My original plan had been to take her to Seattle and show her the sights. She’s from Maryland originally, so there is much tour-guidery I can impose upon her. Upon further reflection, I realized that

  1. I wanted to go back to the Olympic Hot Springs almost as much as I wanted to go on breathing
  2. Hilary would totally be in to that
  3. We could sleep in the back of my dandy new station wagon

and then there was no stopping me. So we drove for about 5 hours, but it seemed like less. As we talked about the strange statuary (see above) scattered all around the state, commented repeatedly upon the unusually glorious weather, talked about my new album of comedy country songs and it’s likely title “Prison Cheese” and featuring the breakout gospel smash “Jeusu: King of the Rodeo” the time just flew.

That being said, when we DID finally get there, we were DEEPLY DISAPPOINTED to discover that the hot springs were broken. Or, more precisely, the road to get to the hot springs were broken. Thanks a LOT Obama and your FUCKING STIMULUS DOLLARS!!! The old road was perfectly passable, except for where the tree roots had mangled the blacktop. SHEESH!

To soothe our disappointed souls and buttcheeks, we got out and looked at the view. It wasn’t so bad.

We were also consoled slightly by the fact that the typical cost of entry to the park was $15 but for some magical reason, it was a “FREE” day. I’m not sure if it was just the generosity of the semi-elderly park ranger or if there was actually a legitimate reason for it being free that day, he never bothered to explain. So we parked ourselves next to the water and engaged in various pagan rituals. We had some leftover river-float-rum-n-coke (Thanks Drew!!) and had a very relaxing evening.

It was only as the sun went down and I was a little too river-float-rum-and-coke-tastic to drive that I realized I had not really made any arrangements to camp. No reservations, no permit. Just kinda, showed up. Now, it happened that there were virtually NO OTHER PEOPLE in the park. It was probably due to the fact that most people, like me, assumed that it would pour down rain that weekend. Like it does 287 other days of the year. We had, so far had more sunshine than I have EVER seen on the peninsula, so I was feeling pretty smug, all things considered. But being that we were kinda stuck, and the park was mostly empty we decided on the following strategy: if a park ranger comes by, play dumb and mention that the guy at the booth said it was free and that we were just shocked to discover this did not include camping. Practicing my innocently confused look was exhausting.

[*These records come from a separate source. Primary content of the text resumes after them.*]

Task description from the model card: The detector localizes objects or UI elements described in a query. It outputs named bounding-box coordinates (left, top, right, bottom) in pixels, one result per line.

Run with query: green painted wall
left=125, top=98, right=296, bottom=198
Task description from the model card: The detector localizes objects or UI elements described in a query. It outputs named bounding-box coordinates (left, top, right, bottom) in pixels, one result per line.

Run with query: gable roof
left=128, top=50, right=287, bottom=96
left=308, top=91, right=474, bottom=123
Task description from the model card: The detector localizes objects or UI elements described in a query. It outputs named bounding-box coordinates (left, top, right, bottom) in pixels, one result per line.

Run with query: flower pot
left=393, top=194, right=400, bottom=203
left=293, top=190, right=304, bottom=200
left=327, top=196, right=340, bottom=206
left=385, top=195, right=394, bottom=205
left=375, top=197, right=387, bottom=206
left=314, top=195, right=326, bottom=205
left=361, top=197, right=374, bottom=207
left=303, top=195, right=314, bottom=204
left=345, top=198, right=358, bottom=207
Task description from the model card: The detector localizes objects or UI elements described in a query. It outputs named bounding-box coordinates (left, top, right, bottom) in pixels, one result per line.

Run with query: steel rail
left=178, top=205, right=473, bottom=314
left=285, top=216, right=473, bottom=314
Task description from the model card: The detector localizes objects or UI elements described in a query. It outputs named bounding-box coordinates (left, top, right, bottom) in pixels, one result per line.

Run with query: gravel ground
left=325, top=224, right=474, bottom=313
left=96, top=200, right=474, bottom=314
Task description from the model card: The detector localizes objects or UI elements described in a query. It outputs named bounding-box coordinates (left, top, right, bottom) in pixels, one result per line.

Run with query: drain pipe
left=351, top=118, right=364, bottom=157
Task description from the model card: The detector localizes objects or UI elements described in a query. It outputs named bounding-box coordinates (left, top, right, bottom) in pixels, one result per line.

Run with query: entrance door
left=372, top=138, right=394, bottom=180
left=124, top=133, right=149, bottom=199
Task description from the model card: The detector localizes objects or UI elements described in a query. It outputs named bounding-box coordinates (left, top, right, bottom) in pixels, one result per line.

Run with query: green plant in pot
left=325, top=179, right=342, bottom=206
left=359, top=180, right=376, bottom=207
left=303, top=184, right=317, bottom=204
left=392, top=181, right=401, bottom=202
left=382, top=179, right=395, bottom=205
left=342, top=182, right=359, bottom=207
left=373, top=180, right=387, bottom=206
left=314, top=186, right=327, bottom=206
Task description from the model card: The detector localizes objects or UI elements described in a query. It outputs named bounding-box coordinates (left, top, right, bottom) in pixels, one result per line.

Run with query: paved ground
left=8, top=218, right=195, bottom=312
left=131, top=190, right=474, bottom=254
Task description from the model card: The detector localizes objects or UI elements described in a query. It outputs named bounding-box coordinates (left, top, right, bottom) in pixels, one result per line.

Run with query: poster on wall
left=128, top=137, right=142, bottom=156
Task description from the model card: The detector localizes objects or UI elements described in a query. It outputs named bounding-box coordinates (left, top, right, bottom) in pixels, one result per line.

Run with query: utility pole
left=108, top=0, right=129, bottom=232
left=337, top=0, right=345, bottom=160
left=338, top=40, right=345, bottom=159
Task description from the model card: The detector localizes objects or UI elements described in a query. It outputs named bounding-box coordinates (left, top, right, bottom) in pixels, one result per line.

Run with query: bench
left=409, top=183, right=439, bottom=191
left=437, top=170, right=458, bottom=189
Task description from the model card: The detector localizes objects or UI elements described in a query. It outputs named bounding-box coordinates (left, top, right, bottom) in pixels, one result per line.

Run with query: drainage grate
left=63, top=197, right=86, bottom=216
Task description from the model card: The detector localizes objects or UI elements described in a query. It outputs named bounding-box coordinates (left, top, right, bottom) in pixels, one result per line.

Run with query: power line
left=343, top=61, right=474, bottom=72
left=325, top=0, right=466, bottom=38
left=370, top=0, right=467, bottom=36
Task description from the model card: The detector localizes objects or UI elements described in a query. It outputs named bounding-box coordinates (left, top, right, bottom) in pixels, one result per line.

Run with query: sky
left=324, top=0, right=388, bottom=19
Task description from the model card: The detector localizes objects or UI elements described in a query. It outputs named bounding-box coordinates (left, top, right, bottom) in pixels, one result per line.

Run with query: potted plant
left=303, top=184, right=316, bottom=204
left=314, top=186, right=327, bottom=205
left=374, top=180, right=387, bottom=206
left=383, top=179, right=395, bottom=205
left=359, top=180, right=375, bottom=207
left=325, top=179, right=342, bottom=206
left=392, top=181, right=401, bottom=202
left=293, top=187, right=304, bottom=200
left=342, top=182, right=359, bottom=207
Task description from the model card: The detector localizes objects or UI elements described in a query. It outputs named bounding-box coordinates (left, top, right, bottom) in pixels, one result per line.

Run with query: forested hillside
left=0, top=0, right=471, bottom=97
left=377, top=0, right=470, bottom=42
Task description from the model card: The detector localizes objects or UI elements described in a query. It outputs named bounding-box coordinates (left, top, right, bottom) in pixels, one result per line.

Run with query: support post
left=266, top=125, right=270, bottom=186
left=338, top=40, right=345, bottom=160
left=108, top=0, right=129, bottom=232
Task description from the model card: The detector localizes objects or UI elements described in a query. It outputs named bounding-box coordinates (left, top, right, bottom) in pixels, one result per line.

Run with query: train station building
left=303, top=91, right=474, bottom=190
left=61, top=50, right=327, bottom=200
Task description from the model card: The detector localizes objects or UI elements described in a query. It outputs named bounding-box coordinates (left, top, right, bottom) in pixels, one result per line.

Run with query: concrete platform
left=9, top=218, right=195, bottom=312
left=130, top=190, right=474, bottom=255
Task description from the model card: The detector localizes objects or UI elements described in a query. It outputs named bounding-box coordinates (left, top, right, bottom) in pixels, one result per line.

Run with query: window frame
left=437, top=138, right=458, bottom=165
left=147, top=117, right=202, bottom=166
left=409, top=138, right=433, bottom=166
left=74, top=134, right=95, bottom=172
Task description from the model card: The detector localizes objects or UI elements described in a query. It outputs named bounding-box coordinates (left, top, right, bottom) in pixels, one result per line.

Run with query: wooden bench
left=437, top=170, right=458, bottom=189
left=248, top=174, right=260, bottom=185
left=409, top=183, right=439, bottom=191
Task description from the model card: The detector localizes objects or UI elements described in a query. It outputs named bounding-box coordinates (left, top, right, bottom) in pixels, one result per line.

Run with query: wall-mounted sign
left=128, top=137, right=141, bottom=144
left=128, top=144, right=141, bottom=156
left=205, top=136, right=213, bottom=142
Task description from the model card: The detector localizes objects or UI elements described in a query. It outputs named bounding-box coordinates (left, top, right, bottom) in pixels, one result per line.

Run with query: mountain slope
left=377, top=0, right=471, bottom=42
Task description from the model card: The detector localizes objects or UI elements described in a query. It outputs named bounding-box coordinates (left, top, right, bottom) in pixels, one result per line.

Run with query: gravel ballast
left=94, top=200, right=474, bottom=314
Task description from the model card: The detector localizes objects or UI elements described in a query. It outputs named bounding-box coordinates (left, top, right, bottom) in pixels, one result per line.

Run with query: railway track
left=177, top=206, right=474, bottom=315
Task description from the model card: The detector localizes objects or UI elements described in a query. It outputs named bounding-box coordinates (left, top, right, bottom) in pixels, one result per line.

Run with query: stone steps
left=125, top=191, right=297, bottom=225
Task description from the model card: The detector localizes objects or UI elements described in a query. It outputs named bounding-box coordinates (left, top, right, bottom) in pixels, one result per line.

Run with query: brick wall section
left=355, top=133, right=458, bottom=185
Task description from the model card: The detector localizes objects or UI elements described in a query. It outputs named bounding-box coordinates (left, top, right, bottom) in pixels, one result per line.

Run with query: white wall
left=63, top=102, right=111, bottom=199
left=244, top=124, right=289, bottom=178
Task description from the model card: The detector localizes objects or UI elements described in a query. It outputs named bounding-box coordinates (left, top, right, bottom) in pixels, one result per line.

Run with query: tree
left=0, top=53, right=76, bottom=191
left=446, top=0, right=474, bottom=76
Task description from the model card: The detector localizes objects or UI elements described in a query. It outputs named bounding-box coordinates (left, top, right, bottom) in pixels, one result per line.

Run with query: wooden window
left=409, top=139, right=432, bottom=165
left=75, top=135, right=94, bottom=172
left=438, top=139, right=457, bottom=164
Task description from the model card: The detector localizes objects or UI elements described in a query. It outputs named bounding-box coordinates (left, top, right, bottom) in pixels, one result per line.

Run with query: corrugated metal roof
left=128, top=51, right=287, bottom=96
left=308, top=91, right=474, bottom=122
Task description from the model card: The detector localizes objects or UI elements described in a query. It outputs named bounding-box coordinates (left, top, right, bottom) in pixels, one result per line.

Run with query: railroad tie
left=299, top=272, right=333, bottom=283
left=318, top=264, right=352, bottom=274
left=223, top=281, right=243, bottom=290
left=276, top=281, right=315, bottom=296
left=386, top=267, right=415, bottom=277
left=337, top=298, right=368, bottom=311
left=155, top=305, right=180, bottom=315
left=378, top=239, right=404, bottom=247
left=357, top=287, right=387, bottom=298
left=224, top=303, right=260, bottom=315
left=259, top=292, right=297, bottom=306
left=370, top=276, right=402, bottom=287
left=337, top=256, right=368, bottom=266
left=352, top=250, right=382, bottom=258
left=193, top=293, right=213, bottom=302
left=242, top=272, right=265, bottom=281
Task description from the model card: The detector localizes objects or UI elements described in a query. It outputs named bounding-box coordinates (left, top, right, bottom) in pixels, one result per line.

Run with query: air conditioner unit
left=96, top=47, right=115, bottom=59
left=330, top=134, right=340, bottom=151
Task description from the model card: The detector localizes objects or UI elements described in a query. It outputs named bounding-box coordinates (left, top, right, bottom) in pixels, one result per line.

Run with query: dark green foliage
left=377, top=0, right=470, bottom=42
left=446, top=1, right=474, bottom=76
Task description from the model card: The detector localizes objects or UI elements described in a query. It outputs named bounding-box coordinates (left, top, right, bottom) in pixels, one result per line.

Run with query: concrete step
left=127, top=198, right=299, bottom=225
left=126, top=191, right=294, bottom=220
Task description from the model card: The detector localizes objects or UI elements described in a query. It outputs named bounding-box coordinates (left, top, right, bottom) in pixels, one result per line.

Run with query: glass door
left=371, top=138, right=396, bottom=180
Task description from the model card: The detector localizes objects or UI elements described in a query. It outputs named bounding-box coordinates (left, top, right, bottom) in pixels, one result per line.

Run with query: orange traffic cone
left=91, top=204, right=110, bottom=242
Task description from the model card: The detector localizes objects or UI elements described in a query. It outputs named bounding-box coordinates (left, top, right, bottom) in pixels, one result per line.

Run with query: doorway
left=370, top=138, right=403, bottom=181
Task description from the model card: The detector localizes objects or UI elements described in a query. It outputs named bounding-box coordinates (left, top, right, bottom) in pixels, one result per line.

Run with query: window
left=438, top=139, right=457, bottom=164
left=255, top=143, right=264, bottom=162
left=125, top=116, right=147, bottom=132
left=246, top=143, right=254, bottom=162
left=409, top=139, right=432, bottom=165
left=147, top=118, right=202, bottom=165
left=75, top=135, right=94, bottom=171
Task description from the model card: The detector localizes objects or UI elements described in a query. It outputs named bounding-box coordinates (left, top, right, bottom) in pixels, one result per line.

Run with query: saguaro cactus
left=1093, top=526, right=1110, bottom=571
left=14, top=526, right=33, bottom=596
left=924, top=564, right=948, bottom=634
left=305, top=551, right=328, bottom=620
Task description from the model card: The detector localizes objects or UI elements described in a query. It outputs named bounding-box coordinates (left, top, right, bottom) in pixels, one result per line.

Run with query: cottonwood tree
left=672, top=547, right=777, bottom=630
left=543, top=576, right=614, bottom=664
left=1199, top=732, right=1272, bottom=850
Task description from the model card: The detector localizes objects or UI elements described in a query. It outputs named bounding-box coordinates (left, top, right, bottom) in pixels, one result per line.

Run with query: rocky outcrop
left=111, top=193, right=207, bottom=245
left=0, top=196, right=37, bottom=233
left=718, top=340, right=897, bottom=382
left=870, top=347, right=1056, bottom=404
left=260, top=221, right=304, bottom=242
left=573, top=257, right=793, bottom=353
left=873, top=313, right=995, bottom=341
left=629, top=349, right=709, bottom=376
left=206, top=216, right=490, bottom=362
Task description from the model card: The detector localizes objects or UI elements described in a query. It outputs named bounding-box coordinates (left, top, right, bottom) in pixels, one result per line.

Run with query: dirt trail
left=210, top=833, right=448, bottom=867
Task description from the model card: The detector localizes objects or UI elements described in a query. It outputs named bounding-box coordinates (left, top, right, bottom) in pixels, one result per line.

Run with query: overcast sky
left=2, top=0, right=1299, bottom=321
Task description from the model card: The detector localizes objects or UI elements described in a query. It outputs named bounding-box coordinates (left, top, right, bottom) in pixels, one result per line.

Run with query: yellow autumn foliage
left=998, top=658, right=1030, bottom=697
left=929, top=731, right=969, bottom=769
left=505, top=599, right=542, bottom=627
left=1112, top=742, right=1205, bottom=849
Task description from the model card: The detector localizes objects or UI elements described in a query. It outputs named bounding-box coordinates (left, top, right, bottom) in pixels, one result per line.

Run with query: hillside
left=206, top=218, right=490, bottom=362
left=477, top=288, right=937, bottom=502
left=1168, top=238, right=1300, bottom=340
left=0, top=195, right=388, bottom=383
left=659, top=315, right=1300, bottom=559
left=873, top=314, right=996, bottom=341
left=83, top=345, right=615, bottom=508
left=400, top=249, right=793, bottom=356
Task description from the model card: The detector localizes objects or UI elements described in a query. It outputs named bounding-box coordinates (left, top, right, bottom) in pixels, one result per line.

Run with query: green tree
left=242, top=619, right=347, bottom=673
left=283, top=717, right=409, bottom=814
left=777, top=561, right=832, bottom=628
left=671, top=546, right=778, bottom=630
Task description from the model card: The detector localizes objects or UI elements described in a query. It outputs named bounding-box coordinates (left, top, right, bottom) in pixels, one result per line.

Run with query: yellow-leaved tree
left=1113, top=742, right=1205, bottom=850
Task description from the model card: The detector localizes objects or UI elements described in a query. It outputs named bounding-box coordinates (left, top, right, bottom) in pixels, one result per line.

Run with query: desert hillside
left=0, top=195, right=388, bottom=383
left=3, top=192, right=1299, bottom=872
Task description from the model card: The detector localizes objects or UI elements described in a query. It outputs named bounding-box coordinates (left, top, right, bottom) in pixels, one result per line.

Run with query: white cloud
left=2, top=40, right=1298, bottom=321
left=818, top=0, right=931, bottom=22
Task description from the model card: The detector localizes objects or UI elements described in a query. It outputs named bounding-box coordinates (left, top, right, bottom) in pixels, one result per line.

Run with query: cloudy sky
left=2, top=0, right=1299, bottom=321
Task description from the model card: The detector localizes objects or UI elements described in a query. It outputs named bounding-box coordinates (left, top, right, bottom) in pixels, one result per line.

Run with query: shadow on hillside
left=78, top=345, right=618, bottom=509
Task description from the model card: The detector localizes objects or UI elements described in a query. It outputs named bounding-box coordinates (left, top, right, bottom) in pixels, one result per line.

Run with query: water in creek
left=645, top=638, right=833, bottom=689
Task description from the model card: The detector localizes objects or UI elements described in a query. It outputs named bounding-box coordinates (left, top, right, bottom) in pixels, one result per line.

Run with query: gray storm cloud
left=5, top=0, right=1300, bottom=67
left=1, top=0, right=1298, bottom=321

We eventually crawled into the back of the car and hunkered down on the futon. It was quite cozy. It got a whole lot MORE cozy when, perhaps you can see this coming, IT STARTED TO RAIN!! Shocking, I know. And this was no gentle, atmospherically pleasing fall drizzle. This was pretty much a deluge. In the morning when it let up enough for Hilary to finally climb out of the car for a whiz, a neighboring camper came by and asked if we got wet. She assured him we were quite snug sleeping in the car, with it’s solid roof and windows. He and his companion meanwhile, woke up to a familiar, if unwelcome, sight for most campers in the glorious Pacific Northwest: Tent Lake. And people give me shit for my “futon in the back of the car” strategy. Suckers!

We woke up and headed back toward the mainland for our Seattle tour. However, when we stopped for gas on Bainbridge Island, Colgate decided he needed to rest longer than we wanted to stop. He effected this rest break by just failing to start. As we were some 200+ miles away from home, this was kinda stressful. After about 20 minutes of cooling down, he fired right up. I guess I’ll have to treat my new car a little more like an old pony; rest breaks after long trips.

From there we got on the ferry, which Hilary described as “The most luxurious form of public transportation in the universe” I also enjoy the ferry, but was charmed by her complete awe.

“It’s so clean!”

“This is really fancy!”

“These seats are really comfortable!”

“You can get BOOZE!!”

She liked it way more than this photo would imply

She liked it way more than this photo would imply


We landed in downtown Seattle but I was so nervous about Colgate’s intermittent ignition problems that I elected to just barrel back to Portland. Which, we did. Good times.